太后听到十七爷这么说,脸上反倒有些不高兴了,“老十七身边是缺个照顾起居的人了。”
我低头一笑,心想:原来如此。
太后好不容易被皇上搬出来一回,原来是来干老母亲催婚的活计的。
皇上也跟着附和道:“如今可有中意的人吗?”
果郡王会心一笑,眼底透出一分温柔,“臣弟若有中意的人,就不会只身前来了。只怕臣弟毕生所求不过是庄生晓梦罢了。”
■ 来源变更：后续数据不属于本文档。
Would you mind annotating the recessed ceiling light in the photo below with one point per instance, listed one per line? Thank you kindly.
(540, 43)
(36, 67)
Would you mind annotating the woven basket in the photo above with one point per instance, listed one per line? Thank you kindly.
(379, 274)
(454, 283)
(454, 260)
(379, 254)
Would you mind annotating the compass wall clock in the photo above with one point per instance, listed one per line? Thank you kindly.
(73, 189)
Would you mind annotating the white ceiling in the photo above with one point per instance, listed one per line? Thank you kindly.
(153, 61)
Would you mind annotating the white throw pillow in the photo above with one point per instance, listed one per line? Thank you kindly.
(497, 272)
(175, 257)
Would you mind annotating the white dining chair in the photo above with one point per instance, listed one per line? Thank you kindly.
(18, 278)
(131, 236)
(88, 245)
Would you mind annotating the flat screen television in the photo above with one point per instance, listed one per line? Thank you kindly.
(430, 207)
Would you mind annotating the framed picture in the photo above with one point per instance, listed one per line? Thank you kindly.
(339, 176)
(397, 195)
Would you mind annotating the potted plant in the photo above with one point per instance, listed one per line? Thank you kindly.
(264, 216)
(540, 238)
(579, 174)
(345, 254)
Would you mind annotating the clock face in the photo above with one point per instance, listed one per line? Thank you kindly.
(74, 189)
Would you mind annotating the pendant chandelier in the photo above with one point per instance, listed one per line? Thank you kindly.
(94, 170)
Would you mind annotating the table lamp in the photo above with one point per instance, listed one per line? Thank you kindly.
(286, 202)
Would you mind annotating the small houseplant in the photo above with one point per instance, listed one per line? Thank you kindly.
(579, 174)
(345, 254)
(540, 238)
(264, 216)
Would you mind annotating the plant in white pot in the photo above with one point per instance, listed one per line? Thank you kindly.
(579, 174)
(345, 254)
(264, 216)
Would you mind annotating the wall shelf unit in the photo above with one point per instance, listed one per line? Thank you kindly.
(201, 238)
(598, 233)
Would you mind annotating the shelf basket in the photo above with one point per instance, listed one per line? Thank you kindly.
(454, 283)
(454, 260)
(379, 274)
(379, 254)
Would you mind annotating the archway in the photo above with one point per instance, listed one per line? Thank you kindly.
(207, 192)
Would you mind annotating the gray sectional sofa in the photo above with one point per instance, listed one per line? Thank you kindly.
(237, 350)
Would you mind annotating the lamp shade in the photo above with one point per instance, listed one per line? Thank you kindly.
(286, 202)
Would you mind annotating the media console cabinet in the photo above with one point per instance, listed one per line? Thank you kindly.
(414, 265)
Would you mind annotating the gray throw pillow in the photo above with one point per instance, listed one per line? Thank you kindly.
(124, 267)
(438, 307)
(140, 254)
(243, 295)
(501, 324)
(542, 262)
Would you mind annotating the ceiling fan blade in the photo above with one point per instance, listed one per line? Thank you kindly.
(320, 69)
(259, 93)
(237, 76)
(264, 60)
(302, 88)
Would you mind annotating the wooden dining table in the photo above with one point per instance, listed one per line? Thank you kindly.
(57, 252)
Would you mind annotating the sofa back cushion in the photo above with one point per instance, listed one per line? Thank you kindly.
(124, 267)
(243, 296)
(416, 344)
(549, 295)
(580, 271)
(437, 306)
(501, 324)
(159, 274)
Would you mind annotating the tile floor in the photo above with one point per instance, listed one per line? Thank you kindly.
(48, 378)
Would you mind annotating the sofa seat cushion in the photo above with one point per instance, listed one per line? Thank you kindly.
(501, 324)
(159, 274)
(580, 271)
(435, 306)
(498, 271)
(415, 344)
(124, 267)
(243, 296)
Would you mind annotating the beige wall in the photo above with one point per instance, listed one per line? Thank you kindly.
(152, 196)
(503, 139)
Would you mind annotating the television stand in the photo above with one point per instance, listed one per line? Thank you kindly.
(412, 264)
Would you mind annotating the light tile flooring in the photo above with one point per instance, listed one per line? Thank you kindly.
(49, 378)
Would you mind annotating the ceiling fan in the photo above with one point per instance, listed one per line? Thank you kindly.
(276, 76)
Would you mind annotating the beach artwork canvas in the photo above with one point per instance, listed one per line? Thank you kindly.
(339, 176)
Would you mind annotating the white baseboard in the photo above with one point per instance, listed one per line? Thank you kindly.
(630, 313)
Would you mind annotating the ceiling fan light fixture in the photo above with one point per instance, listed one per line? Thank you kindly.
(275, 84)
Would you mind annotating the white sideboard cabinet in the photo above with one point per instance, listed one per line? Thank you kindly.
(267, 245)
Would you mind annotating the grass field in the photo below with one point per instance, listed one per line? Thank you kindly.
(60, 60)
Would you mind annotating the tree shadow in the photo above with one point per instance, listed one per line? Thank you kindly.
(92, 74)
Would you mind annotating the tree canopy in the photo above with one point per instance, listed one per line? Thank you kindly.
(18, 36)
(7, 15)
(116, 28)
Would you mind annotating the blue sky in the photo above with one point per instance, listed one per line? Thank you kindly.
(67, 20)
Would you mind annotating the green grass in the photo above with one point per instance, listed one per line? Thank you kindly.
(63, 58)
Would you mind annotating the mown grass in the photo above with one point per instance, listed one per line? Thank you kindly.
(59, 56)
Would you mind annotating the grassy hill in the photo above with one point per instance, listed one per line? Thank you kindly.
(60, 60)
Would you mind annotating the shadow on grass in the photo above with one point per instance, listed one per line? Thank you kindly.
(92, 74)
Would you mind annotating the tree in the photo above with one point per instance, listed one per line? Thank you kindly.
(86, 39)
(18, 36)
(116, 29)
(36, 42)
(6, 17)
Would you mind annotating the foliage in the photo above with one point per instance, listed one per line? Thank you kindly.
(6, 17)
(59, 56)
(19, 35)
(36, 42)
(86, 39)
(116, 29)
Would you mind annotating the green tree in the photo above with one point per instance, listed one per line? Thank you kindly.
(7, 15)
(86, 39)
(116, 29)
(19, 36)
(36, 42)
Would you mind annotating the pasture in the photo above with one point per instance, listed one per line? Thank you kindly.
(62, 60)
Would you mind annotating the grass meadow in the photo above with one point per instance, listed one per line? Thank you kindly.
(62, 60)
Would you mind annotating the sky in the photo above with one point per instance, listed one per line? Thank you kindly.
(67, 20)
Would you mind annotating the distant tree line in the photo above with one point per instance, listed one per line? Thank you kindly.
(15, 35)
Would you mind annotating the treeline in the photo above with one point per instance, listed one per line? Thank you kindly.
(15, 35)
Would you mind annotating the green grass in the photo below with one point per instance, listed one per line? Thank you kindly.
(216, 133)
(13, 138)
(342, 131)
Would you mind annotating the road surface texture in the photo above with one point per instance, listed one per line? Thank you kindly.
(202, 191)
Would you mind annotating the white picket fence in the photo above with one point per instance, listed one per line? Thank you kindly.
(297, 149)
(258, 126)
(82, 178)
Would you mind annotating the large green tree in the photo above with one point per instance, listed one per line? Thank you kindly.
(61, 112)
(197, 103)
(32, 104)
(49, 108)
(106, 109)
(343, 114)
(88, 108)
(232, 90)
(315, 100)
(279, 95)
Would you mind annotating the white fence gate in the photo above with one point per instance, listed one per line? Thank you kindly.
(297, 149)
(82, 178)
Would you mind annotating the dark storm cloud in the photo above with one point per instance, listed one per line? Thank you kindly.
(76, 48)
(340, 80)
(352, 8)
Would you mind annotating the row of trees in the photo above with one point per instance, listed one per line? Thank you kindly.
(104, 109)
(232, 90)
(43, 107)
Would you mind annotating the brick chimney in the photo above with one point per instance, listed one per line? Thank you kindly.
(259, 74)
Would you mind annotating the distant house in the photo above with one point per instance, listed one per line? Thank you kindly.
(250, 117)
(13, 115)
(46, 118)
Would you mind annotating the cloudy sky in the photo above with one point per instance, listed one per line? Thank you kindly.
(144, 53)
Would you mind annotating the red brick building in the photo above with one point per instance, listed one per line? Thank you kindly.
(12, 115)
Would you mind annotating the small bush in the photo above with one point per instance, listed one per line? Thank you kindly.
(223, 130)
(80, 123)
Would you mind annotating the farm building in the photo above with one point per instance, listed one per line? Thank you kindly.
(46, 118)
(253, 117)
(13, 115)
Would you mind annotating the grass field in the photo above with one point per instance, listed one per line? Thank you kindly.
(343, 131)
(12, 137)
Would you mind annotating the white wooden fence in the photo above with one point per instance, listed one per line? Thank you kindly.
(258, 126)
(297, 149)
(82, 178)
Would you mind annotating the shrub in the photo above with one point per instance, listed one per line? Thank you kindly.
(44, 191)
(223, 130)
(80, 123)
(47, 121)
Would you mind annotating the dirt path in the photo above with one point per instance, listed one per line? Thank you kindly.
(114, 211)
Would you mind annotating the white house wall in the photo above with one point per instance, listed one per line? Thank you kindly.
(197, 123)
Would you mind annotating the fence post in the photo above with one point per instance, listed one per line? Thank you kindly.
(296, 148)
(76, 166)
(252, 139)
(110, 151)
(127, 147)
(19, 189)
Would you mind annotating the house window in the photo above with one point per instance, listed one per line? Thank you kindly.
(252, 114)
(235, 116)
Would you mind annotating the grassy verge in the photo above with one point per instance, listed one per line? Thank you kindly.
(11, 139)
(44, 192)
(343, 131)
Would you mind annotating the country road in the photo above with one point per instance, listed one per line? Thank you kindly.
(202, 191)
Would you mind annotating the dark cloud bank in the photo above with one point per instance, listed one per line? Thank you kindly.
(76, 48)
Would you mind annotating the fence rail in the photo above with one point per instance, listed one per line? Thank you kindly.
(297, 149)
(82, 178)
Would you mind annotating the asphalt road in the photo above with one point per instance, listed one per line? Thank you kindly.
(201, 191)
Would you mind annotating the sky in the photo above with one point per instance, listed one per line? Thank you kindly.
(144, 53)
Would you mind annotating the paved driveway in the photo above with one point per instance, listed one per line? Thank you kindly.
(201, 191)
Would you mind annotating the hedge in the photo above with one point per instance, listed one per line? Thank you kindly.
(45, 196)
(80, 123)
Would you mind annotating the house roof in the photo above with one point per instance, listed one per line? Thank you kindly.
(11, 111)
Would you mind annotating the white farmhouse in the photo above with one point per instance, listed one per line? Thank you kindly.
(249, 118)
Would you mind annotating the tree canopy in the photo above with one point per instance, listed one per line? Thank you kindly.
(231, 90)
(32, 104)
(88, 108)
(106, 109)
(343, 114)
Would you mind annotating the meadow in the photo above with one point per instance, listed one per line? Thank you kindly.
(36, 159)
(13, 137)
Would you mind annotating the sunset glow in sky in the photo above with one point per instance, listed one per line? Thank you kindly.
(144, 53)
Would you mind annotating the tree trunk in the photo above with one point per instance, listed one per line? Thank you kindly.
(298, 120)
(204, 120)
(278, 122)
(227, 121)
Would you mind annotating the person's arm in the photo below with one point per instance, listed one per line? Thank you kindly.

皇上盯着果郡王看了一会儿,忽然诡异地“呵呵”一笑,意味不明。
太后注意到皇上奇怪的情绪,看向后面的慎贝勒,“允禧也长大了,也该找个福晋好好静静心了。”
此刻,我才慢慢反应过来,皇上剪去了隆科多和年羹尧的羽翼,自然要培植自己的亲信势力,联姻结亲是最快最有效的纽带。他不选秀,就让果郡王和慎贝勒娶亲。
人人都是他的筹码,人人都是他的棋子,一个都不例外。
慎贝勒赶紧起身作揖任性道:“儿臣和十七哥心思一样,必要求一位心爱之人才好。”
果郡王微微一笑看向慎贝勒,两兄弟惺惺相惜,像是深有同感一般。皇上的脸色却不似刚刚那么好看了,只怕是他又想到了夫妻伉俪的敦亲王夫妇,眼看着这俩幼弟还能执着于心爱之人,让他如何不嫉恨。